What was happening was this: The lead solder was bonding too well with the chrome so well, so rigidly, that the joint couldn't absorb any movement. But window glass always
moves. It expands and contracts with changes in temperature, and it vibrates with the
wind. So the solder would fatigue and crack. The crack would telegraph through to the
glass, and the cycle of failure would begin.
Investigators found that similar failures had occurred with this same window type, by
this same window manufacturer, in other, less conspicuous buildings. All 10,344 of the
Hancock's double-pane windows were replaced with single sheets of tempered glass. The
window maker paid the cost, which was $7 million.
The factors that allowed this engineering disaster to occur were both human and
managerial. Some of the materials used in this project were relatively new in the
construction world (e.g. Double-Glazing) and had not been used on large-scale projects
such as this one.
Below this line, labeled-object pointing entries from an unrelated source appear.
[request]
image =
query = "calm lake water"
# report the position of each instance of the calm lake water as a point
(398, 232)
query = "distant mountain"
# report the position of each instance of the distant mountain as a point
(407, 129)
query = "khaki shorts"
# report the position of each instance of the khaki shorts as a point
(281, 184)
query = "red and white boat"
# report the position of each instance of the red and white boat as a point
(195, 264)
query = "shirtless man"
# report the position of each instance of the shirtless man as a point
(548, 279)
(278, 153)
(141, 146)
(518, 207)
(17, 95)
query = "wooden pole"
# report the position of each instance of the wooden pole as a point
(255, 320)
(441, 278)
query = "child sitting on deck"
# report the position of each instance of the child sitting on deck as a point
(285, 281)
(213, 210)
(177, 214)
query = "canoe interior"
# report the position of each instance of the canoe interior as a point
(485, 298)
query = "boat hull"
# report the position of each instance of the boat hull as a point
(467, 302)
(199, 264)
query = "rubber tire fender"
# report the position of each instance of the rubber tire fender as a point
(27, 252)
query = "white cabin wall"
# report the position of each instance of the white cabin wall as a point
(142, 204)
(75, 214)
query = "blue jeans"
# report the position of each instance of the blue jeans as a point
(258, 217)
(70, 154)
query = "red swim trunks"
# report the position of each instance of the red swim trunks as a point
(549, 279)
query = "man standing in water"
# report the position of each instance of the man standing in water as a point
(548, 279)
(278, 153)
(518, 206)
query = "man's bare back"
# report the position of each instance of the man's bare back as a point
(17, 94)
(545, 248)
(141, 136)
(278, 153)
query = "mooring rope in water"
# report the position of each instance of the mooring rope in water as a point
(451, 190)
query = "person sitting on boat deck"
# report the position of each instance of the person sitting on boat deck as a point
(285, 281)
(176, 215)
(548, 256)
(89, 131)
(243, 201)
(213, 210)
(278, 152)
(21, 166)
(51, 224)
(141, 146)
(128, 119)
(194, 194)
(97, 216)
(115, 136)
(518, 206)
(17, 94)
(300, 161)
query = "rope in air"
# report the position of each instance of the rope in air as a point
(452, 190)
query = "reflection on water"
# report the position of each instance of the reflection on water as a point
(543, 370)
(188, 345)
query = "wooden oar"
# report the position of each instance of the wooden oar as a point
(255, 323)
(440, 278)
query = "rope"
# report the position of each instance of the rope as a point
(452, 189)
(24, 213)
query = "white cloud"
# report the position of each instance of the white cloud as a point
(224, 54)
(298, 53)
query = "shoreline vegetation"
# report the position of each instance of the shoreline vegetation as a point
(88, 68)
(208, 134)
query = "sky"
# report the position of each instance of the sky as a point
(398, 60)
Therefore there was a high level of risk involved. The properties of these
materials, especially the glazing, required more scrutinising in order to ensure that this
building would be safe once completed.
It was the strength of the bonds between solder and outside sheet that caused the problem,
from these events engineers had learned that both the window bonds and the slenderness
ratio had caused these problems and as a result of this the building face was changed to
single, thicker glazing which was split to reduce the slenderness ratio.
We now realise that innovation can lead to reduced predictability and increased risk. To
meet the challenge that innovation presents, we must use the lessons of this case study,
coupled with sound technical fundamentals. As a great LeMessurier once said “Any time
you depart from established practice, make ten times the effort, ten times the
investigation. Especially on a very large –scale project”.